Adriana Yokoyama, Rosani Úrsula Ketzer Umbach

Resumo


Resumo: O trabalho objetiva analisar as narrativas: O compromisso (2009), Fera d’alma (2013) e A raposa já era o caçador (2014), de Herta Müller, perscrutando as memórias da violência ditatorial e seus efeitos. As narrativas, embora diferenciadas, relatam a crueldade e a intolerância do regime liderado por Nicolae Ceuasescu (1965-1989), na Romênia. Assim, as experiências do medo da vida e da morte, e, sobretudo, a ausência de expectativas quanto ao futuro, são relatadas por Herta Müller.
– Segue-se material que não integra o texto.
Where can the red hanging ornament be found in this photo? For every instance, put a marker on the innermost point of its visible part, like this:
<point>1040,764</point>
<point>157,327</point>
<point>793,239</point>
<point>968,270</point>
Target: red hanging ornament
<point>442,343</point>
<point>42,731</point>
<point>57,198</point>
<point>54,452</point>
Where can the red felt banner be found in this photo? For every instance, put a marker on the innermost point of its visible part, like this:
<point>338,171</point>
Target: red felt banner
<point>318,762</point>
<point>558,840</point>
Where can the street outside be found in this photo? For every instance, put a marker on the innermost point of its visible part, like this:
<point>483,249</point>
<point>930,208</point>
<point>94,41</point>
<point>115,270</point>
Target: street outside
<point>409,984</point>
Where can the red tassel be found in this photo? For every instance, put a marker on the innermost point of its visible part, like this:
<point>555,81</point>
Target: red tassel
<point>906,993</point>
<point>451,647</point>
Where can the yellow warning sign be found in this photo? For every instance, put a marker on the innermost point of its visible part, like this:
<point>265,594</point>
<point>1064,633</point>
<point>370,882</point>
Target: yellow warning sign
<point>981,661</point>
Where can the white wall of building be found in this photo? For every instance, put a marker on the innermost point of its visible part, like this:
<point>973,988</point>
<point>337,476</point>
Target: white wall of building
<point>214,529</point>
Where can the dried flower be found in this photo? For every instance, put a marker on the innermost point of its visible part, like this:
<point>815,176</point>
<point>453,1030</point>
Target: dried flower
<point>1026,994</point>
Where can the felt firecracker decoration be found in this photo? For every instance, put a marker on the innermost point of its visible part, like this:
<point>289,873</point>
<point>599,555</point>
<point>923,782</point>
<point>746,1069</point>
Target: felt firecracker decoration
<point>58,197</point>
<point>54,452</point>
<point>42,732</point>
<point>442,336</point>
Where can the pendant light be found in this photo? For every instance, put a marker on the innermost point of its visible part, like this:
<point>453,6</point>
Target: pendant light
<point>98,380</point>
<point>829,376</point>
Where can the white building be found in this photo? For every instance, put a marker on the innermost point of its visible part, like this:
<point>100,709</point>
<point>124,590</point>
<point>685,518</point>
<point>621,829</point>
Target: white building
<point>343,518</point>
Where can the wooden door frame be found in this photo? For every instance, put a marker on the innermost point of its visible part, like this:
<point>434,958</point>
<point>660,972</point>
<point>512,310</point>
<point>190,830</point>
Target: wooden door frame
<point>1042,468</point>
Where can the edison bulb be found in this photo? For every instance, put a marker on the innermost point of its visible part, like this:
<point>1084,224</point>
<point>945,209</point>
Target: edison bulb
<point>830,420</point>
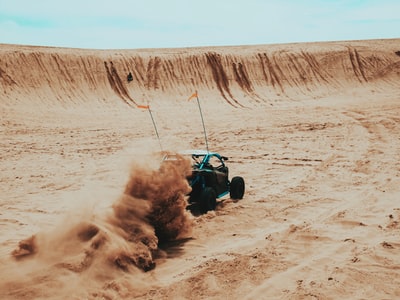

As análises partem não apenas das observações das personagens que compõem as narrativas, mas da escrita dissidente e resistente de uma escritora que traz em sua história as marcas do mesmo regime ditatorial sofrido por suas personagens. Nesse sentido, nosso intuito é demonstrar a construção de uma linguagem produzida por um discurso pautado pela necessidade de expurgação. Tal ação que pontua o estilo literário de Müller, reporta-nos aos conceitos de Hannah Arendt em relação à importância da ação e do discurso para a constituição humana. Além disso, os estudos memorialísticos de Aleida Assmann, contribuem para auxiliar a compreensão dos efeitos da violência imposta pelo regime na vida desses indivíduos e, sobretudo, as marcas inscritas em seus corpos. Desse modo, a escrita mülleriana, produzida sob os efeitos do terror e da crueldade humana, encontra na literatura a força para tentar dar conta do descalabro da humanidade e para que não haja reincidência deste crime


Palavras-chave


Herta Müller; Violência; Escrita fragmentada; Ação; Memória corporal.